You can redirect the browser display to any Unix machine running X Windows, or any Microsoft Windows machine using an X Windows server emulator like Exceed. This capability of Netscape to be controlled from a script is described at http://home.netscape.com/newsref/std/x-remote.html.

There are many other things you can monitor besides raw performance. It is extremely useful to have an image of how much memory you are using. This allows you to visually see memory leaks, which can eventually crash your server. Memory leaks are memory allocations that get "lost," that is, lost track of by the application because of poor programming. There is no fix except stricter accounting of memory allocations and deallocations. Figure 20-3 shows an image of a memory leak in a web application, showing restarts on 11/3 and 11/7.

Figure 20-3. Memory leaks

Likewise, you can monitor database connections in use and create an image of a database connection leak, which is another common source of slowdowns and crashes. Database connection leaks have causes similar to memory leaks. Database connections are typically leaked in Java exceptions when the exception handling code does not release the connection. Figure 20-4 shows a graph showing how database connections build up between restarts of a Weblogic application server. The server was restarted 10/13, 10/25, 10/30, and 11/3.

Figure 20-4. Database connection leaks

Monitoring web performance can help diagnose the common error of creating an unindexed database table growing without limit. A SQL SELECT statement using such a table will get slower and slower as the table grows. In Figure 20-5, you see the result of introducing a select from a large unindexed table in February, while the table continued to grow. When an index on that table was finally created in May, latency returned to normal.

Figure 20-5. Database table indexed after May

Detailed instructions on how to set up your own monitoring and graphing system to make images like these can be found in Web Performance Tuning.

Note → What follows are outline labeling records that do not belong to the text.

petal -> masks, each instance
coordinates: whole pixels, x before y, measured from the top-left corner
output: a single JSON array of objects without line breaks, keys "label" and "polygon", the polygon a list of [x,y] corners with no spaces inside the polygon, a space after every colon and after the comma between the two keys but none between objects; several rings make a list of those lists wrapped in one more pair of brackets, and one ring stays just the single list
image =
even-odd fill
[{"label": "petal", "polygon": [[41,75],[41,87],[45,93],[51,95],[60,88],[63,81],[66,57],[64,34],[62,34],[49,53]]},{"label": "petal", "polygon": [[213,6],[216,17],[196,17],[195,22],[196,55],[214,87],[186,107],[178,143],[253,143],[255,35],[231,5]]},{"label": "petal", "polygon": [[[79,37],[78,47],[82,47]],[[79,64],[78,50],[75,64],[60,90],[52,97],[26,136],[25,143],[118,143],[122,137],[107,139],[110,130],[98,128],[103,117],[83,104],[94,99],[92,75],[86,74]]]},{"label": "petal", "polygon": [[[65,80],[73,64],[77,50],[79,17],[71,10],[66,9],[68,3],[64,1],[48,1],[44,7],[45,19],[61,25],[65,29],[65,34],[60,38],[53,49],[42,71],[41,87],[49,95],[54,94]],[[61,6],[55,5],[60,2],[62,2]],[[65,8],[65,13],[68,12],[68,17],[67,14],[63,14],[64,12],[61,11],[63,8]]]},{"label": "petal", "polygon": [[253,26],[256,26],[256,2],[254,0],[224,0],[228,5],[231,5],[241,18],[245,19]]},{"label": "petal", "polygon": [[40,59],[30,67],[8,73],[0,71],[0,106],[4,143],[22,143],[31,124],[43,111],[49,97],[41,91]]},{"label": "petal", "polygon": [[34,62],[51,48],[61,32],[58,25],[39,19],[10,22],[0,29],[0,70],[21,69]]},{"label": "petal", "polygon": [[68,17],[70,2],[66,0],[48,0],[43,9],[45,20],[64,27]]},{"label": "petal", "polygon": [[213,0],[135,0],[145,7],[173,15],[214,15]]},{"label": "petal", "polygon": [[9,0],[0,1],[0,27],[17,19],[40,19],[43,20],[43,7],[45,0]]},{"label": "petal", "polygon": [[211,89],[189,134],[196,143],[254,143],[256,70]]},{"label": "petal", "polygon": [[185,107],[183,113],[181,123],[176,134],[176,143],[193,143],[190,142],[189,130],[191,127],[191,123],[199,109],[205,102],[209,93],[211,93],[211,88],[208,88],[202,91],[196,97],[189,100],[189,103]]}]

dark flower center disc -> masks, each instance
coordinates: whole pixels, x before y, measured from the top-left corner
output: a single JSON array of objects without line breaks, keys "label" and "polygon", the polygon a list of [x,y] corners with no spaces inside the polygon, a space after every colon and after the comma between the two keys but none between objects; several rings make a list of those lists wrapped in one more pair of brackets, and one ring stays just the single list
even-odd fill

A final tip for system administrators: the recently introduced "selective acknowledgment" performance feature of TCP does not work with some old TCP stacks and older DSL hardware. Selective acknowledgment, or SACK, is defined in RFC 2018. The symptom is that browsers are occasionally sent blank pages and network error messages. Selective acknowledgment is supposed to work like this: say a server sends out four packets to a browser. Packet 2 gets lost while packets 1, 3, and 4 arrive just fine. Without selective acknowledgment, all a client can do is say that all packets arrived, or that they did not, and let the server time out and resend all 4 packets. But with selective acknowledgment, the client can tell the server exactly which packet was missing. This is a significant help to performance on lossy connections.

If you see some clients having network trouble upon upgrading your server to Solaris 8, this bug could be the cause. As of Solaris 8 the ndd parameter tcp_sack_permitted is 2. To fix the bug, you need only set it back to 1 or 0. The meanings of the 3 values of tcp_sack_permitted in Solaris's ndd command are:

0: Do not send or receive SACK information.
1: Do not initiate with SACK, but respond with SACK if other side does.
2: Initiate and accept connections with SACK.

Web performance is an ongoing challenge, but because of the widespread use of simple open standards like TCP/IP and HTTP, web performance problems are always understandable and solvable.